I read this as proof that MPP Jaczek is using her manipulated and misrepresented statistics to garner support for her cause. Even still, how could anyone believe that practically in the same year child injuries increased from 21 to 46 hospitalizations? Well we now know that this is a false statement altogether. Simply put, Jaczek did not have the numbers to garner support for her ’cause’ because children are not being hurt on the back of motorcycles.

All in all it astounds me how she can embellish statistics so significantly without question or further investigation and gain support for a Bill that would essentially make it illegal for a certain percentage of the population to use a legal mode of transportation on the streets of Ontario. She has in truth, convinced many that the average injury to children has, in one year risen from 21 to 556 and has done so by manipulating, or shall I say down right misrepresenting Smartrisk figures.

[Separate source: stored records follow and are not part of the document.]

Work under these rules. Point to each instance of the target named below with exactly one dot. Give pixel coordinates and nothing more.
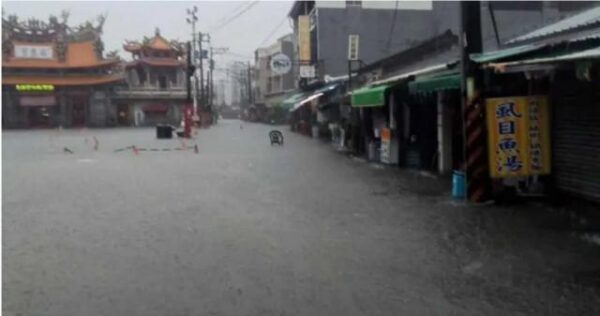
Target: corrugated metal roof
(585, 18)
(593, 53)
(504, 53)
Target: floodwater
(245, 228)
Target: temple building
(155, 83)
(56, 75)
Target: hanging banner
(304, 38)
(518, 136)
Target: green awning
(369, 96)
(289, 102)
(435, 83)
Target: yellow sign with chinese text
(34, 87)
(304, 38)
(518, 136)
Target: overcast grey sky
(134, 19)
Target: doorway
(123, 115)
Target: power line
(252, 4)
(272, 32)
(389, 41)
(234, 11)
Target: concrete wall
(412, 26)
(373, 27)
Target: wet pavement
(245, 228)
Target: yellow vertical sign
(304, 38)
(539, 135)
(518, 136)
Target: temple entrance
(38, 116)
(78, 114)
(123, 115)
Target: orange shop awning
(61, 81)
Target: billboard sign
(518, 136)
(304, 38)
(280, 64)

In the fiscal year of 2002/03 Smartrisk did an actual report on motorcycle injuries alone which claims that 5% of 736 hospitalizations in that year were passengers of all age groups. This we can believe. How many of those 36 then, were children under the age of 14? According to that same report, 47% of what MPP Jaczek would interpret as “serious hospitalizations” include broken arms and legs.

In an interview on Show 55 at www.bikerradiomagazine.com MPP Jaczek admitted she does not fully understand, more specifically is “not clear” about what the numbers from Smartrisk represent.

Was she aware then that the figures she used were completely false or did she simply begin a campaign for Bill 117 before doing the proper research? Is it better for her to knowingly spread untrue facts or to be unsure and declare them anyway? Make up your own mind.